Table R2Addition Pseudo NodeOriginal
amazon-ratings49.4150.25
AmazonPhoto95.3695.75
PROTEINS76.4877.53

Q2: Discussion between dynamic and adaptive message passing.

Response: We kindly refer you to the introduction and related works in our manuscript where we have discussed dynamic message passing with adaptive message passing. To summarize, dynamic message passing achieves global message passing without forming new bottlenecks and requires linear computational complexity. Dynamic message passing also empowers shared parameters thus reducing the number of parameters required.

Q3: Broader application of the dynamic message passing.

Response: Thank you for bringing up this interesting and inspiring question to us. First, in the context of graph representation learning, dynamic message passing currently only employs neighbor smoothing for local message passing to keep our method as simple as possible. However, it can be further combined with other graph models to improve the effectiveness of our local message passing.

Second, our dynamic pseudo-node strategy can also be applied to networks such as Transformer to reduce their computational complexity. This is a very interesting question and we will dig it up in the future.

评论

Thank you for the detailed response. The authors make a clear explanation of my concerns. I retain my rating score.

评论

Thank you very much for your positive feedback and support. Your suggestions have helped us improve our work. We are glad that our responses addressed your concerns.

作者回复

We appreciate all the valuable suggestions and the time the reviewers take on our work. Your reviews help us a lot to improve the manuscript.

Summary of strengths. We sincerely appreciate that you find our method:

  • novel and interesting (reviewers Qj5n, ZLZY, 4Q2o, and UBFx);
  • clearly explained and evaluated (reviewers 4Q2o and UBFx);
  • mitigates over-squashing/smoothing, an important open issue in deep graph learning (reviewers ZLZY, 4Q2o, and UBFx);
  • shows guaranteed complexity requirement (reviewers Qj5n and 4Q2o);
  • provides good visualization and analysis of the model (reviewers 4Q2o and UBFx);
  • exhibits promising experimental performance (reviewers Qj5n, ZLZY, 4Q2o, and UBFx);
  • widely applicable (reviewers 4Q2o and UBFx).

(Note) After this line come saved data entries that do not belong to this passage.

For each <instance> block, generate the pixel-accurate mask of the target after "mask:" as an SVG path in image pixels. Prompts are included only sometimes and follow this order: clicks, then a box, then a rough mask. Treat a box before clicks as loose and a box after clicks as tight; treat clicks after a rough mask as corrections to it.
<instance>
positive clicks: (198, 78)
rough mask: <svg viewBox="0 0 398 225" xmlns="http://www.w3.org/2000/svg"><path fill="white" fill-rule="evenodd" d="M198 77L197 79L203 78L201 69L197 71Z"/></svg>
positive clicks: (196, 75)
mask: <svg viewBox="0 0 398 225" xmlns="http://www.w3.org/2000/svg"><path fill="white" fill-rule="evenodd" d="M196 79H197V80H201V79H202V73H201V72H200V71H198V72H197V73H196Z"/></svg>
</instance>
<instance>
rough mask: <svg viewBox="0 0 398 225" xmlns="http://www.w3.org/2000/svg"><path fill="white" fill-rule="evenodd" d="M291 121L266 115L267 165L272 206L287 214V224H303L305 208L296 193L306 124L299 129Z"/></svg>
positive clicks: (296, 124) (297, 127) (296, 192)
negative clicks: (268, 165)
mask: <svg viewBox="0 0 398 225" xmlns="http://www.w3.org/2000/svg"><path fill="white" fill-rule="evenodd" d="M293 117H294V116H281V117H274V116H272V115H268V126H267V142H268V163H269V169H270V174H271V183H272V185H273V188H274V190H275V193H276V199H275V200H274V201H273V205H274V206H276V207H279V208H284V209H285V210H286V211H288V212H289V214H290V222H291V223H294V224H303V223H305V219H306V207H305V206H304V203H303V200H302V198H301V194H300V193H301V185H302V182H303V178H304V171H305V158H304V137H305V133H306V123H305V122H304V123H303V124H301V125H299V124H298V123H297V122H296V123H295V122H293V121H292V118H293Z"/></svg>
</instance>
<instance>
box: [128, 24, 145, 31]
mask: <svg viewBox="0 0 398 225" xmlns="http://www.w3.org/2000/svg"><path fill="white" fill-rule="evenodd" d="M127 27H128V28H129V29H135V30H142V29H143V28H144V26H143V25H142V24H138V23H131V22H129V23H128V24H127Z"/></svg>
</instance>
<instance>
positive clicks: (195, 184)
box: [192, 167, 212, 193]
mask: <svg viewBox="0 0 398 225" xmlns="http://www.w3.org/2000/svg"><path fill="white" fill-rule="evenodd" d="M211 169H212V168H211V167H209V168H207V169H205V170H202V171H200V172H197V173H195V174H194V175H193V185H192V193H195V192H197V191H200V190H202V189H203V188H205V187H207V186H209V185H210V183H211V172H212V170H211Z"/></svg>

In the subsequent responses, we aim to address your concerns comprehensively, providing an item-by-item response to each of your comments.

We have provided new empirical results suggested by the reviewers. Due to the limitation of character numbers, Tab R1, Fig R1, and Fig R2 are displayed in the global response PDF.

最终决定

The paper presents a new approach to address the limitations of traditional message-passing in Graph Neural Networks (GNNs). The proposed dynamic message-passing introduces learnable pseudo nodes projected into a common space with graph nodes and provides a flexible and low-complexity alternative to existing methods. The introduced GNN model, referred to as N2, demonstrates good performance across a wide range of tasks.

The reviewers recognized the originality of the proposed method and appreciated the thoroughness of the experimental evaluation, which spans multiple benchmarks. Additionally, the authors provided convincing explanations in their rebuttal regarding the motivation behind pseudo-bottlenecks and the relationship of their work to related methods like graph pooling, graph rewiring, and graph transformers. The presentation of these connections in the paper could be improved. Nonetheless, the paper’s contributions are substantial, and the dynamic message-passing mechanism offers a promising direction for future GNN research. The authors are encouraged to revise the paper based on the reviewer feedback to better explain its context and contributions.